The power dissipation in a transistor is the product of collector current and collector to emitter voltage.

Explanation:
Transistors are electronic devices that are used for amplifying or switching electronic signals and power. They consist of three terminals - the emitter, the base, and the collector. Power dissipation refers to the amount of power that is converted into heat energy and dissipated from the transistor during its operation.

In a transistor, power dissipation occurs primarily in the form of heat due to the flow of current through it. The power dissipated in a transistor can be calculated using the formula P = I * V, where P is the power dissipation, I is the current flowing through the transistor, and V is the voltage across the transistor.

Now let's analyze the options given:

a) Emitter current and emitter to base voltage: This option is incorrect because the emitter current and emitter to base voltage do not directly contribute to power dissipation in a transistor. The emitter current determines the amount of current flowing through the transistor, while the emitter to base voltage controls the transistor's operation.

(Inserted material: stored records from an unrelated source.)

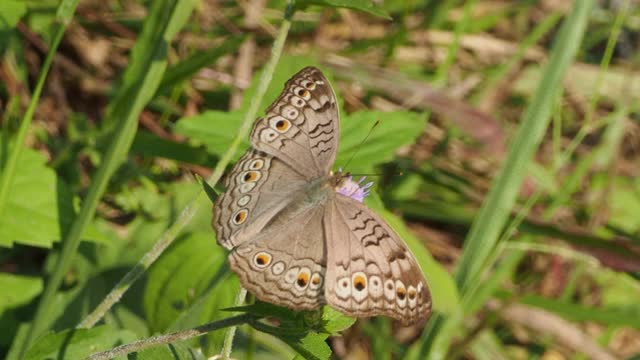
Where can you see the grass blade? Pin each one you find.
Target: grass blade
(482, 240)
(140, 83)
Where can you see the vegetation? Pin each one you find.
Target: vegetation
(506, 154)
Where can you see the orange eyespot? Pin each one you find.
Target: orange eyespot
(401, 293)
(262, 259)
(256, 164)
(282, 125)
(359, 282)
(412, 294)
(240, 216)
(251, 176)
(303, 279)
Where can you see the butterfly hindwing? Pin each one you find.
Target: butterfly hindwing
(257, 188)
(285, 265)
(369, 269)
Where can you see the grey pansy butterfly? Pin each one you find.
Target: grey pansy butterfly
(300, 235)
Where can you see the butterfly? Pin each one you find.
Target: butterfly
(299, 234)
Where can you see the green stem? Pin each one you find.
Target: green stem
(63, 16)
(187, 214)
(172, 338)
(231, 332)
(8, 172)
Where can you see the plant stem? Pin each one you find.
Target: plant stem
(172, 338)
(231, 332)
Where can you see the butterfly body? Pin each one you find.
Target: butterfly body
(299, 233)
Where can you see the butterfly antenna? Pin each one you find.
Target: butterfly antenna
(361, 143)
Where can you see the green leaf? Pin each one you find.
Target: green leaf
(10, 13)
(18, 290)
(362, 5)
(335, 321)
(180, 277)
(78, 344)
(394, 130)
(40, 206)
(311, 346)
(214, 129)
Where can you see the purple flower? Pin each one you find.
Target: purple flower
(353, 189)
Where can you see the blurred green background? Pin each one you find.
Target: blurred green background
(507, 156)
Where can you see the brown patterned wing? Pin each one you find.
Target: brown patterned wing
(370, 271)
(285, 264)
(258, 188)
(301, 126)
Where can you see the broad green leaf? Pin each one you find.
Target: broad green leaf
(159, 210)
(181, 276)
(18, 290)
(624, 203)
(40, 207)
(78, 343)
(363, 5)
(312, 346)
(335, 321)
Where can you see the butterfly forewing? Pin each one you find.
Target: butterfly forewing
(301, 126)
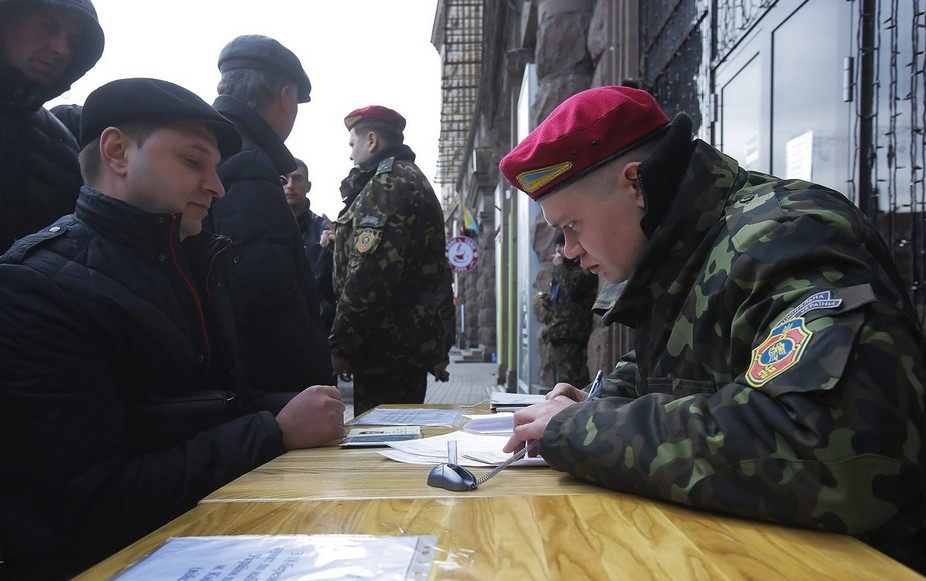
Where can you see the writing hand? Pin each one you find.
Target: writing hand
(567, 390)
(530, 422)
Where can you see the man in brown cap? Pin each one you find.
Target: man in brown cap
(394, 319)
(121, 403)
(281, 338)
(778, 363)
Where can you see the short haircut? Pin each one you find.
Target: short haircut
(259, 89)
(387, 132)
(300, 163)
(601, 180)
(90, 158)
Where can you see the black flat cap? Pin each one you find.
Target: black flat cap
(152, 100)
(254, 51)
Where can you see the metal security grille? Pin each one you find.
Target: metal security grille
(458, 38)
(889, 95)
(897, 157)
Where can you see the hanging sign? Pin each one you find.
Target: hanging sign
(462, 253)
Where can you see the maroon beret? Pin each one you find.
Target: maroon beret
(583, 133)
(374, 113)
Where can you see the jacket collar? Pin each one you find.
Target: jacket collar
(710, 182)
(150, 235)
(253, 127)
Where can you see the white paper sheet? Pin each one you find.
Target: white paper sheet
(266, 557)
(477, 450)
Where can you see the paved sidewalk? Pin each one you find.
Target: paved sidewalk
(469, 383)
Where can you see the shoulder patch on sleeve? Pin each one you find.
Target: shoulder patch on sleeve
(781, 351)
(385, 166)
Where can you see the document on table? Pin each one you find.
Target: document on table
(477, 450)
(379, 436)
(410, 417)
(504, 401)
(266, 557)
(500, 423)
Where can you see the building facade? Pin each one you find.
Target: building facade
(834, 91)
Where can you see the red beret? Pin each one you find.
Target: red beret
(583, 133)
(374, 113)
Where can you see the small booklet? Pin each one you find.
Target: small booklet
(380, 436)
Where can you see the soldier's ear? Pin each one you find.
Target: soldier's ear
(114, 146)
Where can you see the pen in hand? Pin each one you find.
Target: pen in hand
(596, 387)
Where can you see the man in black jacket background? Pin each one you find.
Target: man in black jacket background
(121, 405)
(45, 45)
(281, 342)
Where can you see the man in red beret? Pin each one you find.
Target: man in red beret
(394, 317)
(778, 369)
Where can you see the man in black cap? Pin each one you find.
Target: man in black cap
(281, 341)
(45, 46)
(120, 401)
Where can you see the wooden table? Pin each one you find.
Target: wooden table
(526, 523)
(603, 536)
(355, 473)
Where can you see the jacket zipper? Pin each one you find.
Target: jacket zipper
(199, 306)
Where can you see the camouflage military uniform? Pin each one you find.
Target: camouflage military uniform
(390, 278)
(568, 317)
(778, 369)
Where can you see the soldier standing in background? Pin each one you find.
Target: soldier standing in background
(390, 273)
(311, 225)
(567, 314)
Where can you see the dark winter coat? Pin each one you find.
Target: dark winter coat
(280, 338)
(39, 175)
(120, 405)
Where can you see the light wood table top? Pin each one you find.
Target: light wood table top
(587, 536)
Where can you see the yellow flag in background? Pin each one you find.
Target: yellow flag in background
(469, 223)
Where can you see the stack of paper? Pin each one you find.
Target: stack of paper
(271, 557)
(410, 417)
(381, 436)
(472, 449)
(507, 402)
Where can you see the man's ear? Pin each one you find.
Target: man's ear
(373, 142)
(286, 92)
(630, 177)
(114, 145)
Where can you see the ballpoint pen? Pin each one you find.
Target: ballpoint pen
(596, 387)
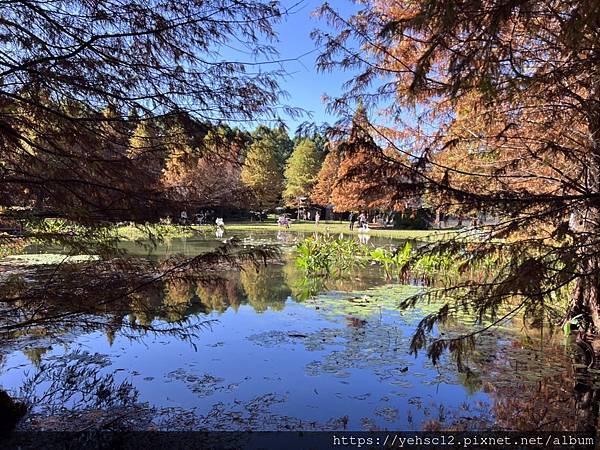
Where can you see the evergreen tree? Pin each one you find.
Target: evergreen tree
(301, 171)
(262, 172)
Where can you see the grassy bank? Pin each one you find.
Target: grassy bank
(332, 227)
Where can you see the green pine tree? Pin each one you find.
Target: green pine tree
(301, 171)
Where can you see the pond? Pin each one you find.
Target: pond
(270, 356)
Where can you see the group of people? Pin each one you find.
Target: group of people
(284, 221)
(201, 218)
(363, 224)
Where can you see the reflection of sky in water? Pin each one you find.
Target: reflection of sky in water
(229, 367)
(323, 359)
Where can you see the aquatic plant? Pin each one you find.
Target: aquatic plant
(392, 261)
(325, 256)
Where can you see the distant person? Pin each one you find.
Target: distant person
(283, 222)
(362, 220)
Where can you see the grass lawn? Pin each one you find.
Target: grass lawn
(302, 226)
(331, 226)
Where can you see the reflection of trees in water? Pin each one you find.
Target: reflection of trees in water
(523, 398)
(265, 286)
(220, 294)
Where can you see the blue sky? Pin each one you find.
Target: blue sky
(305, 85)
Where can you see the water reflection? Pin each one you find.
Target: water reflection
(279, 356)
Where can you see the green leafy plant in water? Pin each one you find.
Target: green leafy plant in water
(392, 261)
(326, 257)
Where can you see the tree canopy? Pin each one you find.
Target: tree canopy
(496, 108)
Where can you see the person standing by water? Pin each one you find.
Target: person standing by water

b) Collector current and collector to emitter voltage: This option is correct. The collector current is the current flowing through the collector terminal of the transistor, and the collector to emitter voltage is the voltage across the collector and emitter terminals. The product of these two quantities gives the power dissipation in the transistor.

c) Emitter current and collector to emitter voltage: This option is incorrect because the emitter current and collector to emitter voltage do not directly contribute to power dissipation in a transistor.

d) None of the above: This option is incorrect because the correct answer is option B, as explained above.

In conclusion, the power dissipation in a transistor is determined by the product of the collector current and the collector to emitter voltage.